Epistemological tiers

Claim Tier Basis
"This VC is unsatisfiable" Theorem Z3 UNSAT proof
"The translator correctly encodes Python" Tested claim Unit tests on TCB
"Z3 is sound" Trusted external theorem Published soundness proofs
"provably covers all Python semantics" False Only a subset

What provably does NOT guarantee

1. Termination. Functions that never return satisfy any postcondition vacuously. Bounded while and for loops are unrolled (max 256 iterations); unbounded loops are rejected with TranslationError. Recursion is not supported.

2. Unsupported constructs. Calls to unverified helpers raise TranslationError. provably refuses to silently skip call sites.

3. Floating-point.
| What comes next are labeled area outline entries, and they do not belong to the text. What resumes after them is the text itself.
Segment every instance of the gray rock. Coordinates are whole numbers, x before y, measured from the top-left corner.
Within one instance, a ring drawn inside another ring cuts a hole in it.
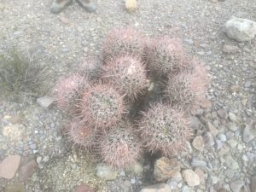
[[[172,189],[168,184],[160,183],[148,186],[143,189],[140,192],[171,192]]]
[[[256,176],[253,177],[251,179],[251,191],[256,192]]]
[[[193,158],[192,161],[191,161],[191,166],[192,167],[202,167],[202,168],[205,168],[205,167],[207,166],[207,163],[206,161],[204,161],[204,160],[201,160]]]
[[[233,159],[231,155],[227,155],[224,157],[225,164],[230,169],[239,169],[238,163]]]
[[[237,53],[239,51],[239,47],[234,46],[234,45],[225,44],[225,45],[223,46],[222,51],[224,53],[227,53],[227,54],[230,54],[230,53]]]
[[[219,133],[219,134],[218,135],[218,137],[222,142],[227,141],[226,135],[224,134],[224,133]]]
[[[249,126],[246,125],[243,130],[242,140],[245,143],[250,143],[254,138],[253,134],[251,132]]]
[[[113,180],[116,178],[118,172],[106,164],[100,163],[96,166],[96,175],[106,181]]]
[[[229,38],[236,41],[250,41],[256,34],[256,22],[233,17],[225,23],[224,31]]]
[[[200,184],[200,177],[191,169],[186,169],[182,172],[182,175],[189,186],[195,187]]]
[[[44,96],[37,99],[37,103],[45,108],[49,108],[56,99],[54,96]]]
[[[244,182],[241,180],[234,181],[230,183],[230,188],[233,192],[240,192],[241,189],[244,185]]]
[[[206,132],[203,136],[205,147],[210,148],[214,145],[214,138],[210,132]]]

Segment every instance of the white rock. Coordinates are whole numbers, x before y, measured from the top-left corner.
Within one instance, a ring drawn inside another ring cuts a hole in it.
[[[250,41],[256,34],[256,22],[233,17],[224,25],[227,35],[236,41]]]
[[[189,186],[194,187],[200,184],[200,177],[191,169],[187,169],[182,172],[184,180]]]
[[[106,181],[113,180],[116,178],[118,172],[106,164],[100,163],[96,166],[96,175]]]

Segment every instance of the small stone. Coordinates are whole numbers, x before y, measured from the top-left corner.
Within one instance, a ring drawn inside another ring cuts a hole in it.
[[[100,163],[96,166],[96,175],[106,181],[113,180],[116,178],[118,172],[113,170],[106,164]]]
[[[129,12],[136,11],[137,0],[125,0],[125,8]]]
[[[230,112],[229,113],[229,117],[230,117],[230,119],[231,121],[233,121],[233,122],[238,122],[236,115],[234,114],[233,113]]]
[[[206,132],[203,136],[205,146],[207,148],[211,148],[214,145],[214,138],[210,132]]]
[[[246,125],[246,127],[243,130],[242,141],[245,143],[249,143],[253,138],[254,136],[253,133],[251,133],[249,126]]]
[[[65,16],[62,16],[62,17],[60,17],[60,20],[61,20],[62,23],[67,25],[69,24],[69,20],[67,17],[65,17]]]
[[[0,177],[11,179],[15,177],[20,162],[20,155],[9,155],[0,164]]]
[[[44,96],[37,99],[37,103],[45,108],[49,108],[56,99],[54,96]]]
[[[28,178],[33,174],[34,169],[38,166],[37,162],[34,160],[32,160],[21,166],[20,168],[20,181],[27,182]]]
[[[238,92],[241,90],[240,86],[237,84],[233,84],[230,87],[231,93]]]
[[[230,188],[233,192],[240,192],[241,189],[244,185],[244,182],[241,180],[234,181],[230,183]]]
[[[26,189],[23,183],[20,182],[15,182],[8,183],[5,192],[26,192]]]
[[[204,172],[201,169],[201,168],[195,168],[194,170],[194,172],[196,173],[196,175],[198,175],[199,178],[200,178],[200,184],[201,185],[205,185],[206,183],[206,175],[204,173]]]
[[[222,141],[222,142],[227,141],[227,137],[226,137],[225,134],[224,134],[224,133],[219,133],[219,134],[218,135],[218,138],[220,139],[220,141]]]
[[[143,172],[143,165],[137,161],[135,164],[130,166],[130,169],[135,174],[142,174]]]
[[[234,45],[225,44],[222,48],[222,51],[224,53],[230,54],[230,53],[237,53],[239,51],[239,47]]]
[[[236,148],[236,145],[237,145],[237,142],[236,140],[234,140],[234,139],[230,139],[229,141],[227,141],[227,143],[232,148]]]
[[[220,150],[218,151],[218,154],[220,156],[226,154],[230,152],[230,148],[228,145],[224,144],[223,147],[220,148]]]
[[[239,169],[238,163],[233,159],[231,155],[227,155],[224,157],[225,164],[230,169]]]
[[[251,179],[251,191],[256,192],[256,176],[253,177]]]
[[[95,190],[87,184],[79,184],[76,188],[75,192],[95,192]]]
[[[219,150],[223,147],[222,141],[216,139],[214,147],[215,147],[216,150]]]
[[[216,137],[218,133],[218,130],[213,126],[213,125],[210,122],[207,122],[207,129],[211,132],[213,137]]]
[[[182,172],[182,175],[189,184],[189,186],[194,187],[200,184],[200,178],[195,172],[191,169],[187,169]]]
[[[204,149],[204,147],[205,147],[203,137],[201,136],[195,137],[195,139],[192,142],[192,146],[195,149],[197,149],[199,151],[202,151]]]
[[[207,163],[204,160],[201,160],[195,158],[193,158],[191,160],[191,166],[192,167],[202,167],[205,168],[207,166]]]
[[[227,169],[225,172],[224,172],[224,174],[227,177],[229,178],[233,178],[235,173],[236,172],[236,170],[233,170],[233,169]]]
[[[181,165],[177,158],[161,157],[154,162],[154,177],[156,181],[166,181],[180,172]]]
[[[225,23],[224,31],[229,38],[236,41],[250,41],[256,34],[256,22],[233,17]]]
[[[168,184],[160,183],[148,186],[140,192],[172,192],[172,189]]]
Python float is IEEE 754 binary64. Z3's RealSort models exact reals. Proofs over float are proofs over the reals. If correctness depends on specific rounding behavior, the proof may not transfer.

4. Side effects. provably reasons about return values only. I/O, global state, and mutable arguments are unconstrained.

5. Timeout != false. Status.UNKNOWN means the solver didn't finish -- not that the contract is wrong.

Comparison to Coq and Lean

provably (Z3) provably (Lean4) Coq / Lean (native)
Approach SMT (push-button) Auto-generated tactic proofs Interactive theorem prover
User effort Decorator + contracts Same — verify_with_lean4() Proof terms / tactics
Kernel Z3 (external) Lean4 type checker Verified kernel (de Bruijn)
Expressiveness Arithmetic, restricted Python Same subset (translated) All of dependent type theory
Best for Pre/post on numeric code Cross-checking Z3, exporting to Lean Deep correctness, recursion, data structures

Lean4 backend

provably can generate Lean4 theorem files from @verified functions via export_lean4(), or verify directly via verify_with_lean4(). This provides an independent proof oracle cross-checking Z3 results. See FAQ.

The core guarantee

Sound and incomplete

provably is sound modulo the TCB: if it says verified, the VC is valid. It is incomplete: some valid properties cannot be checked. Sound and incomplete beats complete and unsound.